Брат патетически воскликнул:

— Готовьтесь к худшему, достопочтенные родственники, этот парень явно плохо кончит.

Послонявшись по улицам, мы забрели в парк, куда едва долетали звуки города, напоминавшие сонное дыхание огромного монстра, и Лусмила внезапно предложила:

— За сотню можешь меня трахнуть. За полсотни я у тебя отсосу. Но учти: никакой содомии.

Меньше всего на свете я ожидал услышать столь изысканный эвфемизм из уст человека, привыкшего называть вещи своими именами. И все же Лусмила сказала именно “содомия”, а не “в зад”. Она обладала недюжинной способностью на лету схватывать идиомы и приспосабливать их к собственной речи: ее невнятный испанский, изобиловавший грамматическими ошибками и итальянскими словечками, очень быстро сделался чистым, богатым и певучим, полным сложных оборотов и чутким к языковой игре. В ответ на предложение Лусмилы я с усмешкой поинтересовался, привычно ли для нее зарабатывать на жизнь таким способом или это знак особенного расположения лично ко мне. Еще не успев до конца выговорить этот идиотский вопрос, я вспомнил о Гальярдо и его Клубе и подумал, что мог бы в один миг изменить жизнь албанки к лучшему. А заодно и свою. Уж если Лусмила решилась продавать себя, так пусть делает это под защитой Клуба. Такой девушке не место на Аламеда-де-Эркулес. Мне же открывалась редкая возможность помочь ближнему и заодно спасти самого себя. Каждый из нас стремится стать лучше, но лишь немногим героям дано преодолеть собственную слабость, апатию и внутреннюю пустоту. Труднее всего бывает сделать над собой малюсенькое первое усилие, потом становится легче.

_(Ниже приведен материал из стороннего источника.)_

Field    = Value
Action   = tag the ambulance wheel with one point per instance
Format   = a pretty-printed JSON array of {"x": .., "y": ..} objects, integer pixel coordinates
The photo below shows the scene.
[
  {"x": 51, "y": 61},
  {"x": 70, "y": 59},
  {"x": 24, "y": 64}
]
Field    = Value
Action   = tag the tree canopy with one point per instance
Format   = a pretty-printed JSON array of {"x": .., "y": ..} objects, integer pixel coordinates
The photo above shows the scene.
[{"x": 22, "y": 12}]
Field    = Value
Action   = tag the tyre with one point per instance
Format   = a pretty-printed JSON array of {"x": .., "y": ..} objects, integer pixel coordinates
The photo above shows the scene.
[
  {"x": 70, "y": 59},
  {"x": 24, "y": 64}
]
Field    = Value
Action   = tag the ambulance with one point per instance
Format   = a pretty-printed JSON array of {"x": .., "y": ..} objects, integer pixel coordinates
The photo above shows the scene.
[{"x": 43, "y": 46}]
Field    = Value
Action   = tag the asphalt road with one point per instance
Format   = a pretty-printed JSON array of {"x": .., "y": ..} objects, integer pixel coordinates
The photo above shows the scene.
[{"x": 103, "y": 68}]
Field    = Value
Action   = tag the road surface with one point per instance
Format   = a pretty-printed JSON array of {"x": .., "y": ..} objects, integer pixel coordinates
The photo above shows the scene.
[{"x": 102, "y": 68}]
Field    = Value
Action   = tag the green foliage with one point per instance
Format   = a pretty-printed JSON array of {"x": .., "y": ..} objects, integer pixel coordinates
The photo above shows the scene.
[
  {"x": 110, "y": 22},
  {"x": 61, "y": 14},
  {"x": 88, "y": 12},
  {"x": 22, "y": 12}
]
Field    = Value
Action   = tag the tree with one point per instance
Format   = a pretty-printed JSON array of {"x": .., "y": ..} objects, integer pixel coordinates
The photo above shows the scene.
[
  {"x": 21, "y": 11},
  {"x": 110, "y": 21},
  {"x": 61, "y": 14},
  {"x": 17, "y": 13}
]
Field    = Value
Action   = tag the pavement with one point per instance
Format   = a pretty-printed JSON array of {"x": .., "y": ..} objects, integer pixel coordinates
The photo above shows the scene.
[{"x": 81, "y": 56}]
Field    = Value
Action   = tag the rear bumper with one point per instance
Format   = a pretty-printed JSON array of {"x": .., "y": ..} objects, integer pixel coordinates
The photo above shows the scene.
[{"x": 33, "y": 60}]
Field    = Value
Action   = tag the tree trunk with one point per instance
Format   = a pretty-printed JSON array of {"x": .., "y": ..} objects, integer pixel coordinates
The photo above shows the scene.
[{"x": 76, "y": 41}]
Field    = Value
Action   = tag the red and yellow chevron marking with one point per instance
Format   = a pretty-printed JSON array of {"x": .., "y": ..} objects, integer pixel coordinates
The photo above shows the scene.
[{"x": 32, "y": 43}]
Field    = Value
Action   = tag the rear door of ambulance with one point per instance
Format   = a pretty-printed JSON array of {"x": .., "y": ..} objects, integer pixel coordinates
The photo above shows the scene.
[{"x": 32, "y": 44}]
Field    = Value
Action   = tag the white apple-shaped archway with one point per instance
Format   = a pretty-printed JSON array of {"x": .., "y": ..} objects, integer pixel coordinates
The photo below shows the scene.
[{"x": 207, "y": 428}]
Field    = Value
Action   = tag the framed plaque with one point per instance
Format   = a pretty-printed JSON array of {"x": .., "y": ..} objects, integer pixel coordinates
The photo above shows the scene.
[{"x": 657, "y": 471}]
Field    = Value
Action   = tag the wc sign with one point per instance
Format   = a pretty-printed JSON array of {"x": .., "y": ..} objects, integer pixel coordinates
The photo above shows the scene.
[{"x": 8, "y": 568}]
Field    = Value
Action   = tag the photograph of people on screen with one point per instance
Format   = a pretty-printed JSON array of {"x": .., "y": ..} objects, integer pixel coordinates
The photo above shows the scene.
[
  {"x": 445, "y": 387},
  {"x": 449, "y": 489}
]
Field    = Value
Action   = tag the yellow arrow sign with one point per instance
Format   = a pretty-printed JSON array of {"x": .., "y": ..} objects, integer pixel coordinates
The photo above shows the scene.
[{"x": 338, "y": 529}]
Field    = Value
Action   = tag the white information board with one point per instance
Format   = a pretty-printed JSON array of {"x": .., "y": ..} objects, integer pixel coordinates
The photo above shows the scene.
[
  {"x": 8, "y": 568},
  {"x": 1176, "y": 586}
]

Под утро я добрался до родительского дома и улегся на пороге. Конечно, я мог бы войти — у меня был ключ, знак того, что в моей жизни ничего не изменилось и я по-прежнему повторяю по утрам имя, фамилию и адрес, — но предпочел остаться за дверью. Если бы меня заметил страдающий бессонницей сосед, я соврал бы, что забыл ключи, а беспокоить родных не хотел. К несчастью, бессонницей страдал мой отец, приветствовавший меня словами: “Вы только поглядите, возвращение блудного сына! Знаешь, шел бы ты в армию”. Я не стал спрашивать, какого дьявола он имеет в виду, только поднялся на ноги, поплелся в гостиную и там растянулся на диване.

В полдень, после завтрака, во время которого мать пристально рассматривала меня, поспешно отводя глаза, когда я пытался поймать ее взгляд, и время от времени тяжело вздыхая, я позвонил Паоле и сообщил автоответчику, что вечером приеду за вещами. Вещи составляли несколько книг и дисков, фотоаппарат и пара фотографий в рамках. Я попросил у мамы разрешения взять ее машину.